Marcel Winatschek

The Carpet Was Already Ruined Before We Got There

The carpet in that Plattenbau hotel was already destroyed before we arrived. We just made it more thorough. Shisha coals on synthetic fiber, a T-shirt that caught fire briefly, a floor that had survived thirty years of socialist-era hospitality before a group of Bavarian seventeen-year-olds showed up with burning things. Prague, 2005. I still think about that trip more than is probably warranted for something that happened in high school.

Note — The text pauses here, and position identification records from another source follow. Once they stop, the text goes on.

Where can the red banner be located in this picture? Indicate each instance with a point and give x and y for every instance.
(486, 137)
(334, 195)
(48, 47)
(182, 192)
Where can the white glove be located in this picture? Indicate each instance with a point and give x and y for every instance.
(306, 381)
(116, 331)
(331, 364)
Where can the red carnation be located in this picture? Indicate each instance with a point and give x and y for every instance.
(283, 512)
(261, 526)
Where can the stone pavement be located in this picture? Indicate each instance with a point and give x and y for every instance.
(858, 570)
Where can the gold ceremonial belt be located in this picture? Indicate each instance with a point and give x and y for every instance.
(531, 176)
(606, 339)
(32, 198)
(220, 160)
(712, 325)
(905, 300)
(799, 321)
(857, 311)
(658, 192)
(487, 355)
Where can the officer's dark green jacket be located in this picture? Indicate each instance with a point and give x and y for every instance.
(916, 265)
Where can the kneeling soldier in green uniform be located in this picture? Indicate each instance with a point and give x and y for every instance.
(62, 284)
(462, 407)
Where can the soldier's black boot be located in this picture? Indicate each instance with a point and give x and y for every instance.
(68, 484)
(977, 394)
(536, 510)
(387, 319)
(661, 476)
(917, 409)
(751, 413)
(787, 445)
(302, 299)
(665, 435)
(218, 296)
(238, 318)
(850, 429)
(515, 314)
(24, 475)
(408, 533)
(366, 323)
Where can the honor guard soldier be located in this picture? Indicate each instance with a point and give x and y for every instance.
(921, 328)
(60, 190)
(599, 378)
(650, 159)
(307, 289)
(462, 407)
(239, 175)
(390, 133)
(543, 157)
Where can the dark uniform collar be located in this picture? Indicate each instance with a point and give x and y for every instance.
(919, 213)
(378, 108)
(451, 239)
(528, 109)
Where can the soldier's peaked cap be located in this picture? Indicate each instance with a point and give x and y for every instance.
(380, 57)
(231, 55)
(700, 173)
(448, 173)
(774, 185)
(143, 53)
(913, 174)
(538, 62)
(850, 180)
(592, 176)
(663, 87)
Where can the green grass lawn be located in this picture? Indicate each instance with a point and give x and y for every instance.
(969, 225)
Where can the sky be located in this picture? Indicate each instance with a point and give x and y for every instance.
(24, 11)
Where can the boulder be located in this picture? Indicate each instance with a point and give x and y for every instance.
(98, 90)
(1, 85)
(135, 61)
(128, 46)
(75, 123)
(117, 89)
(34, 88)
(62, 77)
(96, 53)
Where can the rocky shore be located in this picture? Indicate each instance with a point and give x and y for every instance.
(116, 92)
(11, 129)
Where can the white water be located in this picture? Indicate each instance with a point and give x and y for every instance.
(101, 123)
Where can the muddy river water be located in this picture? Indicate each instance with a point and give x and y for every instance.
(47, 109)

There’s a kind of friendship you only build under specific conditions: a long bus ride, a sealed space, nothing to do but talk and smoke behind motorway rest stops and figure out what everyone is actually like. We were a mixed class—some people who’d known each other for years, some new arrivals—and the distinction dissolved somewhere around hour three on the highway. By the time we reached Prague, we were just one thing. The city received us accordingly: an enormous temporary playground, all medieval streets and brewery cellars and discos willing to admit a group of German teenagers if you pushed slightly.

Hannah and I ended up sitting in the hallway outside a room full of girls in their underwear, grinning at each other. We talked about the things we were going to do—plans that mostly didn’t happen the way we imagined, but that’s what eighteen-year-old plans are for. Between conversations we threw empty beer bottles out the window into the dark. There was a brief internal debate about whether this was responsible. There wasn’t a long one.

The image I keep is the drive home. A snowstorm came in out of nowhere somewhere between Prague and the Bavarian border, and the world outside went white. Everyone was exhausted and a little wrecked and pressed against each other on those cramped seats, and Manu—small, quiet Manu—took out a guitar and started picking out Californication. The Red Hot Chili Peppers, through a bus window, in a snowstorm. André was there. Meggi was there. Our bus driver Heinz, who was extraordinary in a way I still can’t fully articulate—something about his patience and his quiet willingness to be briefly complicit in all of it. We were hurtling toward home inside something that felt finished.

Someone had a camera running the whole time. We cut it into a short film before graduation—rough, low-res, perfect. I’m the one with the long greasy hair and the wet mouth. It was 2005. I thought that was a good look. The footage disagrees. I’ve made my peace with it.